Yet there is no visible affection between them.
When they’re on our deck, each occupies its own spot, well away from the others. If one encroaches on another’s space or food, a chase will ensue.
The family consists of a big male, a smaller male, and the smallest that I think is an adolescent female. (Sadly, there also used to be a large female, but we haven’t seen her in weeks. Was there a car, coyote, or cat responsible for her disappearance, I wonder?) The big male is dominant. The smaller squirrels defer to him. (As does an annoying poacher blue jay. I decide which animals are cute and which are pests around here!) The young male stays away from the big male, but won’t hesitate to steal from the little female. She’s on the bottom of the pecking order. Her tail is scruffy because the others chase her and nip at it. Sometimes she visibly trembles as she creeps around the males, trying to grab her share.
These are the only squirrels that show up in our yard. The territory clearly belongs to this squirrel family and no other.
Watching the squirrels and their non-harmonious, yet stable relationships highlights a vital aspect of human attachment.

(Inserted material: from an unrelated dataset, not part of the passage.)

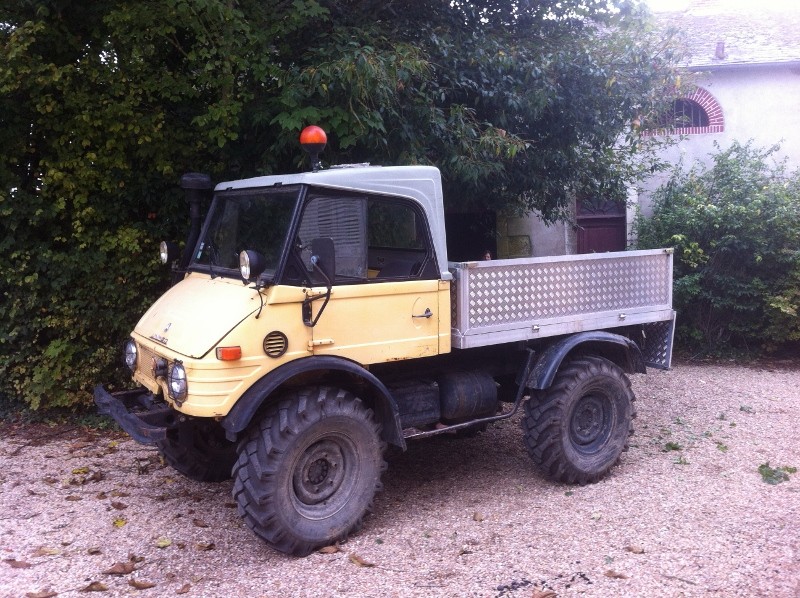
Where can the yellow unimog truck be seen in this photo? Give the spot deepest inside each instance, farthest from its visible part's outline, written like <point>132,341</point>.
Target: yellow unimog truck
<point>316,319</point>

Attachment isn’t about how much family members like one another or how well they get along. Rather, attachment is about the emotional intensity of bonded relationships.
Emotional intensity, not affection, is the glue that holds us together.
Unfortunately, too much intensity, rather like too much glue globbed between pieces of broken china, can also prohibit cohesive attachment.
When things get too intense between squirrels, they scuffle. The conflict is sudden, brief, and quickly forgotten.
Often conflict in human families comes and goes that quickly too. But sometimes it persists, leading to cut-offs that can last weeks, years, or even through multiple generations.
I think one lesson that can be learned by watching animal families is that attachment isn’t supposed to always feel good or cozy. Conflict is a normal part of attachment.
Maybe if everyone watched how squirrel families fight and make up, fight and make up, we humans would learn a lesson about the true nature of attachment in our own families.